At site 2, one of the hills is barren except for the lone deposit of jars and the other hill has leafy green trees who offer the jars some relief from the piercing rays of the morning sun. Some of jars stand proud. Some sit among trees with twisted trunks, while others lean at varying degrees pulled towards the earth’s parched surface. Others lie flat gracing the earth in their eternal slumber.
A closer look revealed the jars are in various states of decay and perfection. Their openings are circular; the insides bare. The jars and their secrets belong to Laos—they’re majestic, magical and I couldn’t get enough of them. I must have taken a thousand pictures of jars. I took pictures from every angle—kneeling on the ground, lying on the ground, draped over and head inside. I ran my fingers over rough surfaces; touched crevasses and bullet holes in hopes that they would whisper their secrets to my fingers.
What were the jars used for?
Archaeologists will likely unravel the mystery of the jars although, the popular theory is that they were a part of ancient burial rituals 2500 years ago. But I prefer to believe the local legend and that being the jars were giant's drinking cups. Time will tell what their purpose was but in the interim, I like to envision an expansive plain that once hosted a giant party.

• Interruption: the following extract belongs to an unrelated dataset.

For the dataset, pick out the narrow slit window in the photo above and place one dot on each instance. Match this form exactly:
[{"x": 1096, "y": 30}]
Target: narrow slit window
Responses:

It was a place where male and female giants animatedly discussed the latest gossip, while others reclined—their massive bodies stretched out in the sun. Off in the distance, but within their parent’s vision, the children played. Jars filled with giant's homemade brew were scattered over the landscape's table. The antics of the children's games caused the earth to shake, some of the jars tipped over, spilling the giant's drinks all over the ground.
So, you may be wondering…was it worth it? Absolutely! I left, as I arrived—by bus. While the journey to Phonsavan was one filled with anticipation, my departure to Vientiane had me once again hopped-up on motion sickness pills, backside determinedly clenched and my head filled with the images of jars and giants.
To this day, (over 10 years later) I remain under the spell of the Plain of Jars. So much so, I included the jars, in my book Beauty Beneath the Banyan (BBTB). I also recommend that travellers who have a passion for anything ancient go to this UNESCO world heritage site. Hopefully, the road is fixed now but even if it isn’t…I say…GO FOR IT! A sunset viewing of the jars is bound to delight fellow travellers and I’m sure the giants will enjoy it too!